Guide:
The market teaches you to be an independent thinker. But as long as you're an independent thinker, you're bound to make mistakes.
1. Random transactions lead to low success rate and surge in transaction costs
1. Short-term trading
There are two main reasons for short-term trading losses:
① Random transactions lead to a low success rate and a surge in transaction costs;
②The low success rate causes anxiety, the more you do it, the more you get out of control, and you end up losing a lot of money.
2. Midline trading
The core premise of swing trading is "buy low and sell high within a range". However, traders who are accustomed to oscillating operations will often be defeated by the impact of the general trend if they are not vigilant when the pattern is broken (the original low point or high point is pierced).
In terms of individual stocks, it is more difficult for those with high medium and long-term volatility to outperform the index. Traders should pay attention to individual stocks with low to high volatility, which are more maneuverable.
If stocks with long-term low volatility suddenly fluctuate up and down, it is a sign of a change in the market. The volatility of strong stocks has become lower, and it is necessary to beware of negative declines.
3. Long-term trading
The most critical reason for losing money: it is not that the stocks are poorly selected, but that they are too expensive to buy.
Facing a good business, a good manager also needs a good price.
Under normal circumstances, long-term gold stocks are accompanied by huge controversy at the start-up stage, and then all the way up and all the way, and finally there is no controversy. Everyone is optimistic about it, and it will reach the top.
Controversial stocks are stocks to watch. Without attention, it is a pool of stagnant water.
2. The profit and loss are from the same source, and the consistency of opening and closing positions is maintained
Realizing that losses are part of trading is very important thinking.
After all, there is no one who does not make mistakes, and if he makes a mistake, he may lose money.
Therefore, when formulating a trading plan, you need to take into account the possibility of mistakes, just in case.
Count more wins, count less and win less.
Only with the idea of "just in case" can we have awe of stop loss.
After realizing the importance of stop loss, clarify the basis for stop loss, and maintain the consistency of opening and closing positions, in order to make further profits.
Because of what to buy, you should sell because of what, which is the same principle as profit and loss.
It is worth mentioning that the stop loss should be simple and not complicated, and the mood should be calmed down quickly after the stop loss.
In short, three points must be achieved in the transaction: planning in advance, executing in the event, and recovering afterwards.
3. Think like a trader, not an analyst
1. Short-term stop loss
①The concept of opening a position interval: within the interval, there is no talk of stop profit or stop loss. If the price breaks through the range, you need to consider stop loss or take profit;
② Stop loss position: This is the bottom line for taking risks, which determines where you exit;
③There must be a trader's thinking, not an analyst's thinking. The method of judging whether to stop loss can be technical position, time or event, or even a conflict of ideas in communicating with others, but it may be a good habit to avoid risks first.
2. Medium and long-term stop loss
① Be wary of whether the shock range is broken. When the original high and low points are broken down, it means that the market may be one-sided;
②The formation of the divergence is reversed: the divergence at the top of the high position and the divergence at the bottom of the low position. If not long after a top divergence, an indicator breaking through the previous top divergence is formed in the same time period, indicating that the divergence has been reversed.
③Periodic resonance: If you are dealing with daily K-line fluctuations, you should pay attention to the weekly K-line and hourly line. When the direction of these two is opposite to the direction of the daily K-line, go short or long. That is to say, follow the general trend and go against the small trend.

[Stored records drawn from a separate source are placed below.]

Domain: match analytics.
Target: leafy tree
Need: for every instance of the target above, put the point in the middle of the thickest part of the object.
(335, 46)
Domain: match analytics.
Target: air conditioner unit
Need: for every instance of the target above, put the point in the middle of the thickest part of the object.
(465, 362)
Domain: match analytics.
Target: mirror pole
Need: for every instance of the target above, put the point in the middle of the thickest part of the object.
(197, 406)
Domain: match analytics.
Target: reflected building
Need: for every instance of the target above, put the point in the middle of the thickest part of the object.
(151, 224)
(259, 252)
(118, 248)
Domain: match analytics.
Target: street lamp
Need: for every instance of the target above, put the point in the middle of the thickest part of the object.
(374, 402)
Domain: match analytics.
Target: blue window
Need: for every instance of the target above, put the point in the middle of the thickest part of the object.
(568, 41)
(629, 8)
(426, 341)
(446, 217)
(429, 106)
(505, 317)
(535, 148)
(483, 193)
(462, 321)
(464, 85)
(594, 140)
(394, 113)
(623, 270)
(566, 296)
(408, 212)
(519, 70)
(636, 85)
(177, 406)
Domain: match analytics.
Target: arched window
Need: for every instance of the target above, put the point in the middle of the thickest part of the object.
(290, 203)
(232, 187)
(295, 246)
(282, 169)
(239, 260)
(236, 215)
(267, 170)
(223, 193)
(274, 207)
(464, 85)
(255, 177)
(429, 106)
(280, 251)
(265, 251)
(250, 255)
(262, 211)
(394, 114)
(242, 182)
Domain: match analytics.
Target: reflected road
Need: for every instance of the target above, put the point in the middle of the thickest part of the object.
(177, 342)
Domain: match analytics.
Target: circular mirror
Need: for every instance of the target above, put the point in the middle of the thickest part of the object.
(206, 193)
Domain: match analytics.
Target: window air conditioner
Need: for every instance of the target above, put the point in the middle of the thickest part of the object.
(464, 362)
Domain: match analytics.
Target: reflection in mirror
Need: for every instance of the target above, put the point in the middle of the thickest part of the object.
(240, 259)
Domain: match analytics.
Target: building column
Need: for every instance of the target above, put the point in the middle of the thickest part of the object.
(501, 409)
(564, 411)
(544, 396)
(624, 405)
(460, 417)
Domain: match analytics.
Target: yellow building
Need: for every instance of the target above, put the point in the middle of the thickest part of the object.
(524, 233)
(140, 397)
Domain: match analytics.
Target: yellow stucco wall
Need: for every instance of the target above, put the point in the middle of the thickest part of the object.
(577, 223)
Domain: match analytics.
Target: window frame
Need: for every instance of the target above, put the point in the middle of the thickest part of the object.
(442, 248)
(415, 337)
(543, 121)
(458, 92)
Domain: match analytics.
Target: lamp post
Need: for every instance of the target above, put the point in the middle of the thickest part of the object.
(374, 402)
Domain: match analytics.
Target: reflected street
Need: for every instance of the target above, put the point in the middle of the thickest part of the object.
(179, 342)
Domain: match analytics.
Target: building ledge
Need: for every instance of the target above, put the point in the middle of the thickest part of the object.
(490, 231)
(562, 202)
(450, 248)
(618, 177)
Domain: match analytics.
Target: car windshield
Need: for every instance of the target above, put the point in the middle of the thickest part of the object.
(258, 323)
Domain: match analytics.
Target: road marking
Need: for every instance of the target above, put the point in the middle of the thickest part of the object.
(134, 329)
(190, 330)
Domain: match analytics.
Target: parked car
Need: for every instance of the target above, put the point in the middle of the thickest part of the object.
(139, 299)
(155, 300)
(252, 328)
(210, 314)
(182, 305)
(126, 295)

4. Trading is anti-human, and there are few winners
"Cut off losses and let profits run!"
That being said, it's hard to do because trading is anti-human.
When losing money, most people like to take risks and fight to the death; when making profits, they are afraid of profit-taking, and take the move of avoiding risks and closing positions.
Conversely, the winner tends to protect the principal as much as possible, and use the profit to take appropriate risks, or even take particularly large risks.
Sometimes, seeing the part of the profit turned back, still unwilling to leave the market, but holding the mentality that the profit can be returned, the final result is that there is no profit, or even a loss of the principal.
Regarding this point, we need to understand: floating take profit means that there are many opportunities, so we don't have to stick to this one opportunity. No bull market is impossible to miss.
At the same time, everyone is always dazzled by the victory, and the floating stop profit is a safety valve to keep people vigilant.